Tuesday, September 2, 2008

Asterisk

About two years ago it became apparent that our current phone system was not long for this world. As we began to search for a replacement, we discovered Asterisk, an open source voice over IP PBX. We downloaded it, installed it on an old machine, and began testing and developing it. After a while we were far enough along that we needed some real phones, not just the software ones, so we purchased a batch of phones for testing. We tried phones from Polycom, Linksys, Grandstream, Snom, and Aastra. After about three weeks of testing we sent back all the phones except the Grandstream and the Snom.

In that first round of testing we liked the Polycom a lot, but we noticed that there were problems getting it to hang up reliably. The receiver would appear to be hung up but would be slightly off hook. The Grandstream had issues, but many of those were fixed by a firmware update about halfway through our testing. We felt the Linksys was light on features but very well made, and nobody liked the Aastra. The Snom is a great phone but has so many buttons it would be very confusing for our pastors.

About a year ago we replaced our old voice mail system with the Asterisk, making the first step of the transition.
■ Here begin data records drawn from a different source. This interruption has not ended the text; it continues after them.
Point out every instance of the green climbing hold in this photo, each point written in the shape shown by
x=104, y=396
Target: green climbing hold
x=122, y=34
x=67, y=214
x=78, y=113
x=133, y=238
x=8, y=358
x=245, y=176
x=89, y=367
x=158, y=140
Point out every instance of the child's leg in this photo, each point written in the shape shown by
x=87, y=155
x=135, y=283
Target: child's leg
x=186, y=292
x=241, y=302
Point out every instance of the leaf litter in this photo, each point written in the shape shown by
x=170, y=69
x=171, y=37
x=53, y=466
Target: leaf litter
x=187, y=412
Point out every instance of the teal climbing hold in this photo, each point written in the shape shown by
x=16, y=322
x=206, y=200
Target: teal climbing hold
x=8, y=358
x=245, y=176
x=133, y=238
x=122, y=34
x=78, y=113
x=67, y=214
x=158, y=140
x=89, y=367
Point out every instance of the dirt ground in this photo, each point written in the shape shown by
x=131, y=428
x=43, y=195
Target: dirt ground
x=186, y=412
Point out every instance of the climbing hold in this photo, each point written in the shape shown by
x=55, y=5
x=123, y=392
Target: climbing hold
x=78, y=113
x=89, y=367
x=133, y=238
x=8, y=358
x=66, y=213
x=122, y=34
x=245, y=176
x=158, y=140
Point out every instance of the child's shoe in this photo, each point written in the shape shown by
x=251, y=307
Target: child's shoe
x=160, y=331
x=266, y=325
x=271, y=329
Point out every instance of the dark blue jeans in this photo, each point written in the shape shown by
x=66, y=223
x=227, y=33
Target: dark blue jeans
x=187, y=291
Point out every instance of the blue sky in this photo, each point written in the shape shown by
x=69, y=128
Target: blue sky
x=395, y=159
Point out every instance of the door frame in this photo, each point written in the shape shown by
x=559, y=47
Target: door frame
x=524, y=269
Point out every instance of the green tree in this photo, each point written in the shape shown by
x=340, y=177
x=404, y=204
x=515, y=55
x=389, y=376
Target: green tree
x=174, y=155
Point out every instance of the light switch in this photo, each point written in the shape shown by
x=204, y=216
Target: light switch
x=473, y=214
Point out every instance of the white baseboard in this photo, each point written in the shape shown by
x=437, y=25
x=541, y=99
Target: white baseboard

About a week ago we started to receive reports that the church phone was not answering. As we tested it, we found that the old system would intermittently just ignore calls. We tested it and everything claimed to be working, but it clearly was not. Uh oh. Time to move on the replacement.

So this weekend we connected our T1 directly to the Asterisk instead of breaking it out to analog channels and running it through the old NEC. All incoming calls now are processed by the asterisk first, and then are transferred to the NEC. Outgoing calls are sent over analog lines to the Asterisk, which then connects them with the telco.

After much testing and a little tweaking it is working, and quite well. Today we are deploying the second round of testing phones. We are trying the Linksys again, a Polycom 430, and the Grandstream 2020. We also still have the Grandstream 2000 from last time, the Snom 360 and the Polycom 320 we plan to deploy to locations that don't need a desk phone. Our POE switches should arrive today, allowing us to prep the next phase of transition.

On the whole, the asterisk is amazing. The last time I put in a phone system I spent somewhere in the neighborhood of $100K and it involved working for months with an outside contractor. This time my IT team has been able to build the phone system as a project, and we are doing the deployment ourselves. The savings are huge. If you haven't considered asterisk for your next phone system, now's the time to look into it.